A large Middle Eastern technology company recently conducted a thorough study of what motivates its employees, looking at combinations of more than 100 variables to understand what fired up the best people. Variables studied included multiple kinds of compensation, where employees worked, the size of teams, tenure, and performance ratings from colleagues and managers. The company found that meaning—seeing purpose and value in work—was the single most important factor, accounting for 50 percent of all movement in the motivation score. It wasn’t compensation. In some cases, higher-paid staff were markedly less motivated than others. The company halted a plan to boost compensation by $100 million to match its competitors.
Leaders shouldn’t, however, delude themselves into thinking that cutting costs is another reason for decoupling compensation from performance evaluations. Many of the companies that have moved in this direction use generous stock awards that make employees up and down the line feel not only well compensated but also like owners.
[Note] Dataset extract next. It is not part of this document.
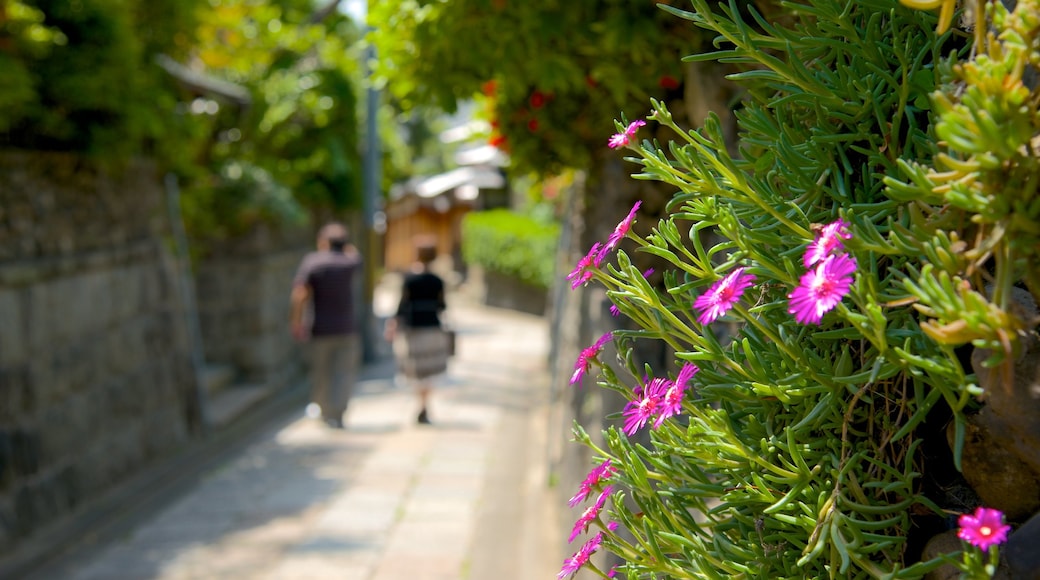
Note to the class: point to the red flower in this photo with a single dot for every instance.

Companies lacking shares as currency may find it harder to make the numbers work unless they can materially boost corporate performance.
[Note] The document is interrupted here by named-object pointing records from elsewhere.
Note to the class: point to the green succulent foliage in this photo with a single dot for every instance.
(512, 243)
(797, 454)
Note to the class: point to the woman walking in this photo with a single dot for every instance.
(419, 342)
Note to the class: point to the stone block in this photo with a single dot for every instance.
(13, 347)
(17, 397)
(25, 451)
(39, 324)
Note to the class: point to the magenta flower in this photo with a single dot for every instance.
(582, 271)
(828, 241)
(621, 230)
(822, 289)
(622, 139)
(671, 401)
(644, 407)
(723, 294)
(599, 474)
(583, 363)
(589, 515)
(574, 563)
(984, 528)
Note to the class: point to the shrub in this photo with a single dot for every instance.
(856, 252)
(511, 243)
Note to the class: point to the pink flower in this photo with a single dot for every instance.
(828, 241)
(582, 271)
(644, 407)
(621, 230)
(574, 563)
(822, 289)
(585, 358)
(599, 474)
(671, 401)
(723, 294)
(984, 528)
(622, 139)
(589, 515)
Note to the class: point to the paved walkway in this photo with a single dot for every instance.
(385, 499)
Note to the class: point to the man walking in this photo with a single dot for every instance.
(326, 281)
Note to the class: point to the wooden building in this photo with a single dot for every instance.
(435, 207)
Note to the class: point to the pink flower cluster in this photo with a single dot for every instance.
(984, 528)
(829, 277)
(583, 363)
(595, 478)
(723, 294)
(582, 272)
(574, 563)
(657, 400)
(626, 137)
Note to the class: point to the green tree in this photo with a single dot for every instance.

Coaching at scale to get the best from the most
The growing need for companies to inspire and motivate performance makes it critical to innovate in coaching—and to do so at scale. Without great and frequent coaching, it’s difficult to set goals flexibly and often, to help employees stretch their jobs, or to give people greater responsibility and autonomy while demanding more expertise and judgment from them.
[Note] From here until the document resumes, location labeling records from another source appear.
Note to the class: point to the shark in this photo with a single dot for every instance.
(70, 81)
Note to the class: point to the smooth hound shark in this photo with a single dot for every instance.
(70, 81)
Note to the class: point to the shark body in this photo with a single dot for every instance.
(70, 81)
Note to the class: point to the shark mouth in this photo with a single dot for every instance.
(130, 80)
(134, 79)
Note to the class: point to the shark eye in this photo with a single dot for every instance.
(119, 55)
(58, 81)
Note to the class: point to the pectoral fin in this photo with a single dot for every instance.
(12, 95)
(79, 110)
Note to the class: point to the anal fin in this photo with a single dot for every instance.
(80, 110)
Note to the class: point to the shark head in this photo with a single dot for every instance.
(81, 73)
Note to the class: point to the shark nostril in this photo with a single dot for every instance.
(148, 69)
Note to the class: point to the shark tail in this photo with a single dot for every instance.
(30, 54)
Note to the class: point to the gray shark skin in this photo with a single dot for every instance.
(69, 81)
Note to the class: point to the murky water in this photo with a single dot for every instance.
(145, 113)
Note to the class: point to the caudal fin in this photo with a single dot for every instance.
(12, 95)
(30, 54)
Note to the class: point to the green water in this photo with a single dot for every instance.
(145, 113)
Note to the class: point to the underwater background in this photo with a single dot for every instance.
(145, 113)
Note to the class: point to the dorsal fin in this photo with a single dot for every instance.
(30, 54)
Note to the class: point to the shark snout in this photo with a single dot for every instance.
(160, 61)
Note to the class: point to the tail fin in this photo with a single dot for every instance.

Many companies and experts are exploring how to improve coaching—a topic of the moment. Experts say three practices that appear to deliver results are to change the language of feedback (as GE is doing); to provide constant, crowdsourced vignettes of what worked and what didn’t (as GE and Zalando are); and to focus performance discussions more on what’s needed for the future than what happened in the past. Concrete vignettes, made available just in time by handy tools—and a shared vocabulary for feedback—provide a helpful scaffolding. But managers unquestionably face a long learning curve for effective coaching as work continues to change and automation and reengineering configure job positions and work flows in new ways.
Companies in high-performing sectors, such as technology, finance, and media, are ahead of the curve in adapting to the future of digital work. So it’s no surprise that organizations in these sectors are pioneering the transformation of performance management. More companies will need to follow—quickly. They ought to shed old models of calibrated employee ratings based on normal distributions and liberate large parts of the workforce to focus on drivers of motivation stronger than incremental changes in pay. Meanwhile, companies still have to keep a keen eye on employees who are truly outstanding and on those who struggle.
It’s time to explore tools to crowdsource a rich fact base of performance observations. Ironically, companies like GE are using technology to democratize and rehumanize processes that have become mechanistic and bureaucratic. Others must follow.